Potremmo stare qui a parlare dello sproposito di milioni di dollari spesi dal governo sudafricano e dalla Fifa per l’organizzazione dell’evento. Milioni di dollari per costruire nuovi stadi all’avanguardia o per la ristrutturazione dei vecchi. Milioni di dollari per i trasporti pubblici. Milioni di dollari per la sicurezza, per installare telecamere sparpagliate ovunque, che permettano ai turisti un piacevole soggiorno.

Potremmo metterli in relazione alle enormi difficoltà dell’energia elettrica, della sanità o del diritto di avere un’abitazione, che non garantiscono una vita dignitosa a una buona fetta di persone.

Sono trascorsi sedici anni dall’apartheid e il Sudafrica, oggi, sembra avere vagamente perso di vista (o forse mai acquistato completamente) la sua proprietà arcobaleno, la natura multinazionale. Un paese dove convivono undici lingue ufficiali e tradizioni religiose provenienti da tre continenti diversi. In cui le città, anziché essere fiore all’occhiello della convivenza pacifica, sono spesso divise in quartieri per bianchi, per neri e per coloured.

È giunta l’ora che le organizzazioni criminali aumentino il traffico di esseri umani, importando donne per soddisfare il pubblico internazionale. È giunta l’ora di mettere al bando le bancarelle di scarpe, magliette, frutta e verdura, che tutto l’anno popolano le vie delle principali città, per una pulizia d’immagine, ma soprattutto perché i marchi sponsor dei mondiali possano vendere la merce senza pericolo di concorrenza.
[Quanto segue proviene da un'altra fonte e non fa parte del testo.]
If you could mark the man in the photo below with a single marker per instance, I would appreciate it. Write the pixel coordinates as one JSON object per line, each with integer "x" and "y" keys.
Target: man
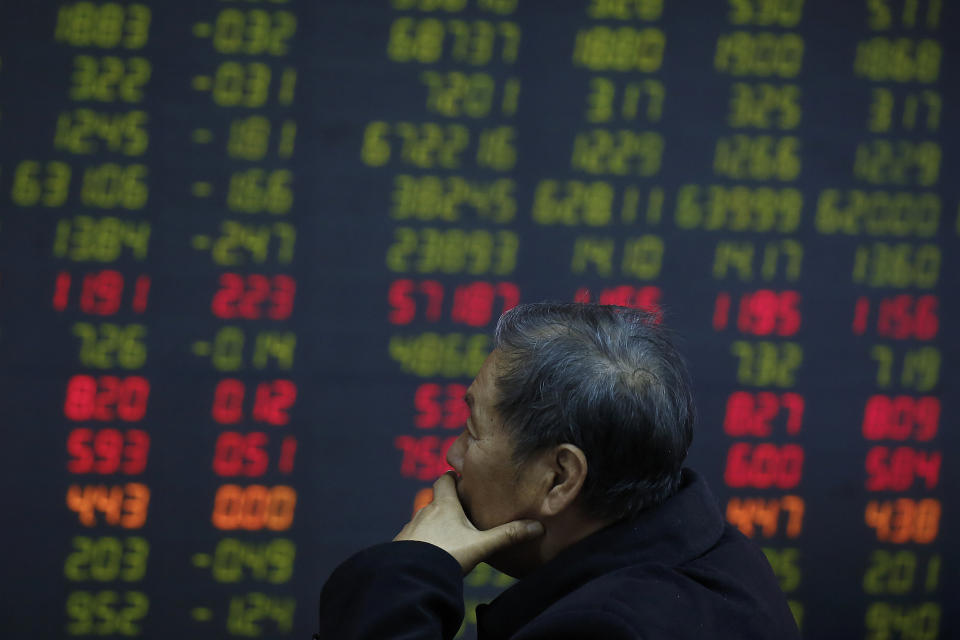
{"x": 568, "y": 476}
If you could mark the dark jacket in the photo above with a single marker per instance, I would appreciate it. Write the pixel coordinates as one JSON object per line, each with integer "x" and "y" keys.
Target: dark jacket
{"x": 676, "y": 571}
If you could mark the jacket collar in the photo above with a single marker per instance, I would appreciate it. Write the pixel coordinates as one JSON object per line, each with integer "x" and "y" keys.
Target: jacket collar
{"x": 680, "y": 529}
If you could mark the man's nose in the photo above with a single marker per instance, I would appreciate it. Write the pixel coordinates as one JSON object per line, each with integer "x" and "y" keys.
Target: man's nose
{"x": 455, "y": 452}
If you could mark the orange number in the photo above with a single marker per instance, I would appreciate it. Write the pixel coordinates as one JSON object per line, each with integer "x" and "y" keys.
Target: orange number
{"x": 254, "y": 507}
{"x": 904, "y": 520}
{"x": 124, "y": 505}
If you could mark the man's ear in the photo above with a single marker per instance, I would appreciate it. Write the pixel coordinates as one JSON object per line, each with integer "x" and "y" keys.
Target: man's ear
{"x": 569, "y": 471}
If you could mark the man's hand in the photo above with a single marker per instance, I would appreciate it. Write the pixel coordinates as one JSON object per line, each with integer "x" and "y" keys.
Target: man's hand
{"x": 444, "y": 524}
Oppure è giunta l’ora di credere a una popolo totalmente integrato? Un popolo formato anche da rifugiati dalle guerre dei paesi vicini, da immigrati irregolari e regolari, tutti visti come ladri di lavoro o di libertà. Un paese in cui l’ultimo fenomeno xenofobo registrato risale al maggio 2008, quando i neri sudafricani hanno incendiato i quartieri più poveri delle principali città, uccidendo 60 persone. Da quel giorno, più nulla è stato registrato. Tuttavia, nel novembre 2009, 1600 persone, tra cui quasi 200 bambini, sono stati cacciati dalle township di Città del Capo, distruggendo le loro case e depredandone gli averi.
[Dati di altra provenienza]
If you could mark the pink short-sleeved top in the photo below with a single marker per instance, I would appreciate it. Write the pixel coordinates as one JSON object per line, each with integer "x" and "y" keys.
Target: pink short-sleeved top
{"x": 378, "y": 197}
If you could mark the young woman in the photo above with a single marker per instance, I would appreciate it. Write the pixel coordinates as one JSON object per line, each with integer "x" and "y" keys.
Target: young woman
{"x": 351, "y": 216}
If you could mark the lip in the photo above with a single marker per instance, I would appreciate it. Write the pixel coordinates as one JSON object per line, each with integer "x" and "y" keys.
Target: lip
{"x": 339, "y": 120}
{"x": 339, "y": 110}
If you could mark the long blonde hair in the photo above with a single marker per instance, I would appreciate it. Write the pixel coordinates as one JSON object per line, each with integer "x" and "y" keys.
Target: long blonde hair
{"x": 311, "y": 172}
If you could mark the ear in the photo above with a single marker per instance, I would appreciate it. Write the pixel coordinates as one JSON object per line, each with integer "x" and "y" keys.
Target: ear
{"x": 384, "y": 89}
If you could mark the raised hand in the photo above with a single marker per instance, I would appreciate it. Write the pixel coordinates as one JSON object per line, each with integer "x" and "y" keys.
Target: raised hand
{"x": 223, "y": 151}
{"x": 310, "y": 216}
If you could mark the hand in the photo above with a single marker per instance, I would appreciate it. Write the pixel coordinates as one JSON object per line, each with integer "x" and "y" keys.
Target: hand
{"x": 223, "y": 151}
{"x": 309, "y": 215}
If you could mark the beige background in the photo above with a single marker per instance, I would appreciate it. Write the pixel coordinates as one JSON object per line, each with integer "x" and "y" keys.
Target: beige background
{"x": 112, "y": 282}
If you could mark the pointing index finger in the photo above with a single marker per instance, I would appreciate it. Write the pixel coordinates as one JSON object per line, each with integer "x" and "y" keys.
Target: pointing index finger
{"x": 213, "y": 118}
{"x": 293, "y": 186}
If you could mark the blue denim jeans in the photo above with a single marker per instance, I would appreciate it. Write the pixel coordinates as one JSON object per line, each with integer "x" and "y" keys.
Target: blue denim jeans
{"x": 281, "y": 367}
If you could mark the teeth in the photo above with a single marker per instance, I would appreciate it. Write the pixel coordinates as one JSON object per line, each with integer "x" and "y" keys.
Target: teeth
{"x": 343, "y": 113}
C’è qualcosa che non va in Sudafrica, un verme che continua a strisciare e minaccia costantemente l’equilibrio, non del tutto proporzionato, instauratosi. Ciononostante, qualcosa di buono i mondiali lo stanno portando. Tante sono le attività promosse in concomitanza dell’evento. C’è Football for Hope, per esempio, avviato dalla Fifa e deciso a creare dieci comunità in Sudafrica, e altre nel resto dell’Africa, con percorsi educativi ai bambini e ragazzi attraverso lo sport. C’è WLSA – Women and Law in Southern Africa, che punta a contrastare il traffico di vite umane a scopo sessuale, favorendo l’informazione alle forze di controllo e alla cittadinanza. C’è Mondiali al contrario, che ci fa conoscere alcuni grandi leader dei movimenti politici che partono dal basso, dalle baraccopoli, dalle township del Sudafrica. E c’è Altrimondiali, che porta volontari e giornalisti lungo tutta l’Africa, a conoscere la situazione attraverso lo sport, praticato sui campi di terra battuta dei vari villaggi incontrati lungo il percorso.
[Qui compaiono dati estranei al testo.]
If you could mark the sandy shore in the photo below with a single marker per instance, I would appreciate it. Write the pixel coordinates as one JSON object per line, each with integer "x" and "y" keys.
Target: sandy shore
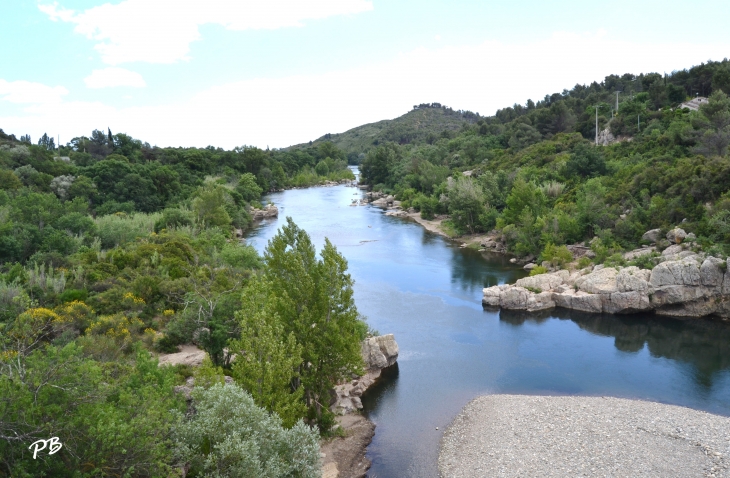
{"x": 521, "y": 435}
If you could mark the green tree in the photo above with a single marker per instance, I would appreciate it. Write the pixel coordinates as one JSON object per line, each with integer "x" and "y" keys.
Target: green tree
{"x": 466, "y": 203}
{"x": 314, "y": 300}
{"x": 230, "y": 436}
{"x": 248, "y": 188}
{"x": 322, "y": 169}
{"x": 267, "y": 361}
{"x": 209, "y": 206}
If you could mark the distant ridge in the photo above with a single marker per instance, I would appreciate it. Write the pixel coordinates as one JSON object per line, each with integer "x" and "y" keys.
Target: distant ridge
{"x": 427, "y": 122}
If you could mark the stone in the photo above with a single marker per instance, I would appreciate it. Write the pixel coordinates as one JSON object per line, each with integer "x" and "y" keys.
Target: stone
{"x": 636, "y": 253}
{"x": 544, "y": 282}
{"x": 711, "y": 275}
{"x": 676, "y": 235}
{"x": 601, "y": 281}
{"x": 671, "y": 250}
{"x": 633, "y": 279}
{"x": 626, "y": 302}
{"x": 682, "y": 272}
{"x": 652, "y": 236}
{"x": 379, "y": 352}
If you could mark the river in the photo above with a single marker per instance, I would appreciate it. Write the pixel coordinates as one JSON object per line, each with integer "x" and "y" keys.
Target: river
{"x": 427, "y": 291}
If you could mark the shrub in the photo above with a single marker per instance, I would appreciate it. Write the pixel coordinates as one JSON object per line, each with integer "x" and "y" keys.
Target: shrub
{"x": 230, "y": 436}
{"x": 556, "y": 255}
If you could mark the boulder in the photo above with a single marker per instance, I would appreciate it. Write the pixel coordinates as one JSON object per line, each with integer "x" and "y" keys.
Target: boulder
{"x": 543, "y": 282}
{"x": 711, "y": 274}
{"x": 682, "y": 272}
{"x": 379, "y": 352}
{"x": 652, "y": 236}
{"x": 518, "y": 298}
{"x": 601, "y": 281}
{"x": 671, "y": 250}
{"x": 676, "y": 235}
{"x": 636, "y": 253}
{"x": 626, "y": 302}
{"x": 633, "y": 279}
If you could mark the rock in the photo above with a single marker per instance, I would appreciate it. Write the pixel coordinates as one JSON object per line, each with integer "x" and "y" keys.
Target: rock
{"x": 269, "y": 211}
{"x": 671, "y": 250}
{"x": 543, "y": 282}
{"x": 518, "y": 298}
{"x": 652, "y": 236}
{"x": 633, "y": 279}
{"x": 601, "y": 281}
{"x": 676, "y": 235}
{"x": 636, "y": 253}
{"x": 626, "y": 302}
{"x": 711, "y": 275}
{"x": 683, "y": 272}
{"x": 379, "y": 352}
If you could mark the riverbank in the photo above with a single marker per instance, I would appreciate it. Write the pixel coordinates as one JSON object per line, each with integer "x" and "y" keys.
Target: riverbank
{"x": 519, "y": 435}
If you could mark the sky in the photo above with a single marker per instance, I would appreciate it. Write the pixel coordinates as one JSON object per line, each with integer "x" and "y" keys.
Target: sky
{"x": 274, "y": 73}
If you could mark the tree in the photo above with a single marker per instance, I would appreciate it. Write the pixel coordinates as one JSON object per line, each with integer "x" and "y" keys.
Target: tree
{"x": 713, "y": 125}
{"x": 523, "y": 136}
{"x": 267, "y": 361}
{"x": 466, "y": 202}
{"x": 586, "y": 161}
{"x": 230, "y": 436}
{"x": 210, "y": 206}
{"x": 248, "y": 189}
{"x": 322, "y": 169}
{"x": 314, "y": 299}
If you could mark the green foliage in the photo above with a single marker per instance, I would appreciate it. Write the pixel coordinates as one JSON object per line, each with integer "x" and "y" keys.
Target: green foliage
{"x": 556, "y": 255}
{"x": 313, "y": 298}
{"x": 267, "y": 361}
{"x": 230, "y": 436}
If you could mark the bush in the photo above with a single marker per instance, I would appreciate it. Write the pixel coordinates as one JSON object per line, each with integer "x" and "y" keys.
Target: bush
{"x": 230, "y": 436}
{"x": 556, "y": 255}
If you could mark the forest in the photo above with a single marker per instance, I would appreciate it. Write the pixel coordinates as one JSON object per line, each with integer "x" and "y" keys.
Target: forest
{"x": 534, "y": 174}
{"x": 112, "y": 251}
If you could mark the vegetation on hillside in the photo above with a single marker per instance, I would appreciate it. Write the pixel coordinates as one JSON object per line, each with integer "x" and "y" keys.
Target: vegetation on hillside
{"x": 425, "y": 123}
{"x": 536, "y": 176}
{"x": 112, "y": 250}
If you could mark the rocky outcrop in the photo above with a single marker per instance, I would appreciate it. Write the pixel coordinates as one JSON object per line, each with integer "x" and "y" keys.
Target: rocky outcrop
{"x": 685, "y": 287}
{"x": 268, "y": 211}
{"x": 378, "y": 353}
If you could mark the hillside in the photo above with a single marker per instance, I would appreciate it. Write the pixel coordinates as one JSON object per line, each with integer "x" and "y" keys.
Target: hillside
{"x": 424, "y": 124}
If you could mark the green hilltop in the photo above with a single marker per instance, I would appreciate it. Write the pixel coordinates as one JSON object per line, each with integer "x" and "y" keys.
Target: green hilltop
{"x": 425, "y": 123}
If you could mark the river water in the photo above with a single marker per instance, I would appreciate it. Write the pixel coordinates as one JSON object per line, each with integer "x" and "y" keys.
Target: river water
{"x": 427, "y": 291}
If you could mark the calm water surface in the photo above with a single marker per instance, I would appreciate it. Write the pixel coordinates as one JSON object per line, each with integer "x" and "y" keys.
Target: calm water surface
{"x": 427, "y": 292}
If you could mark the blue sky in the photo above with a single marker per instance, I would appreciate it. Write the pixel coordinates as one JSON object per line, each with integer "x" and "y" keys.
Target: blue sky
{"x": 275, "y": 73}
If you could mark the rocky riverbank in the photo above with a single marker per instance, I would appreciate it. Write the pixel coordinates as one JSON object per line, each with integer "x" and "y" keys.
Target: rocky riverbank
{"x": 685, "y": 283}
{"x": 518, "y": 435}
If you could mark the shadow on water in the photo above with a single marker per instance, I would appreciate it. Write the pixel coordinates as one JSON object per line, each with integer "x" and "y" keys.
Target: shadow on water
{"x": 704, "y": 344}
{"x": 427, "y": 291}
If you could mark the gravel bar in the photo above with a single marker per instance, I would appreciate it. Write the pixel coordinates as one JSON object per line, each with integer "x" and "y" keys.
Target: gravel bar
{"x": 524, "y": 435}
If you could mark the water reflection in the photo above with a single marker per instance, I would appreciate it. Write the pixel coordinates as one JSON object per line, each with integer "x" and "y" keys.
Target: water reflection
{"x": 427, "y": 291}
{"x": 704, "y": 344}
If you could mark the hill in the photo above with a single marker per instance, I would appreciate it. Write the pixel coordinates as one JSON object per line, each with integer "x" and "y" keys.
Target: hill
{"x": 425, "y": 123}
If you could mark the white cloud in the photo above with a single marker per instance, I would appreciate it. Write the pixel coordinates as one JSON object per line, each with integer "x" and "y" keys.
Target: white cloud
{"x": 28, "y": 92}
{"x": 278, "y": 112}
{"x": 114, "y": 76}
{"x": 160, "y": 31}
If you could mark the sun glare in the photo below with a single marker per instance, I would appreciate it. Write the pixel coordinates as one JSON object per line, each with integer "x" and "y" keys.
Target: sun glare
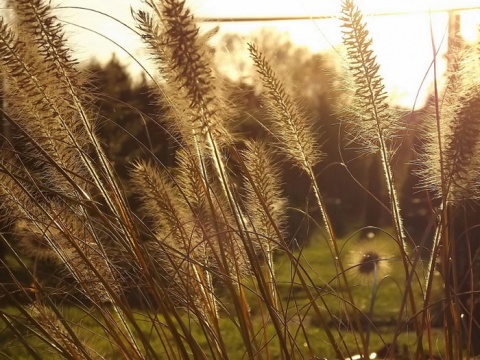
{"x": 401, "y": 32}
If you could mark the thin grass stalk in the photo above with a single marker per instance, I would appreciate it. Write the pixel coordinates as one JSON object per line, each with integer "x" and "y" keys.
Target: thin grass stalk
{"x": 200, "y": 100}
{"x": 304, "y": 154}
{"x": 371, "y": 96}
{"x": 303, "y": 277}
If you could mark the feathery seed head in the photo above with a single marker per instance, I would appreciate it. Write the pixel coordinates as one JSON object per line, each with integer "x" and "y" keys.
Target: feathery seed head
{"x": 290, "y": 125}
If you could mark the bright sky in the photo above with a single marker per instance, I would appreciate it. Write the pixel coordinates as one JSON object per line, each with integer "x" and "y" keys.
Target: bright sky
{"x": 402, "y": 42}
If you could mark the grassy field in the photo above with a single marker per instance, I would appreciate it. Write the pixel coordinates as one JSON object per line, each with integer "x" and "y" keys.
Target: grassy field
{"x": 297, "y": 313}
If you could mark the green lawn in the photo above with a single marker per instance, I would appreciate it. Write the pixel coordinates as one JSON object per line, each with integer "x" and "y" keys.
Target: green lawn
{"x": 297, "y": 311}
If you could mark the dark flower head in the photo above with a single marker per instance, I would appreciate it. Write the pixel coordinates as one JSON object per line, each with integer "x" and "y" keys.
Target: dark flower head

Qualcosa si muove, è vero, ma il pensiero dei milioni di dollari spesi rimane sullo stomaco. Le ONG sul territorio sospettano, un po’ come faccio anch’io, che quando le luci saranno spente i fenomeni di razzismo si moltiplicheranno. Certo, è presto per dirlo, ma nemmeno troppo difficile da ipotizzare.

L’immagine che voglio lasciare è il modo in cui il Dipartimento dei Trasporti ha deciso di abbellire la zona attorno allo stadio Ellis Park. Senza farsi troppi scrupoli, ha chiesto a un gruppo di guardie private, i Red Ants, di sgomberare gli immigrati dalla zona con la violenza. Alle proteste, un rappresentante delle guardie ha risposto: «È la nostra terra e abbiamo il diritto di aiutare le autorità a sloggiarli. Se la municipalità ci chiede di distruggere questi scarafaggi lo faremo e raderemo al suolo le loro case.»

This time for Africa, canta Shakira. Sì, canta canta…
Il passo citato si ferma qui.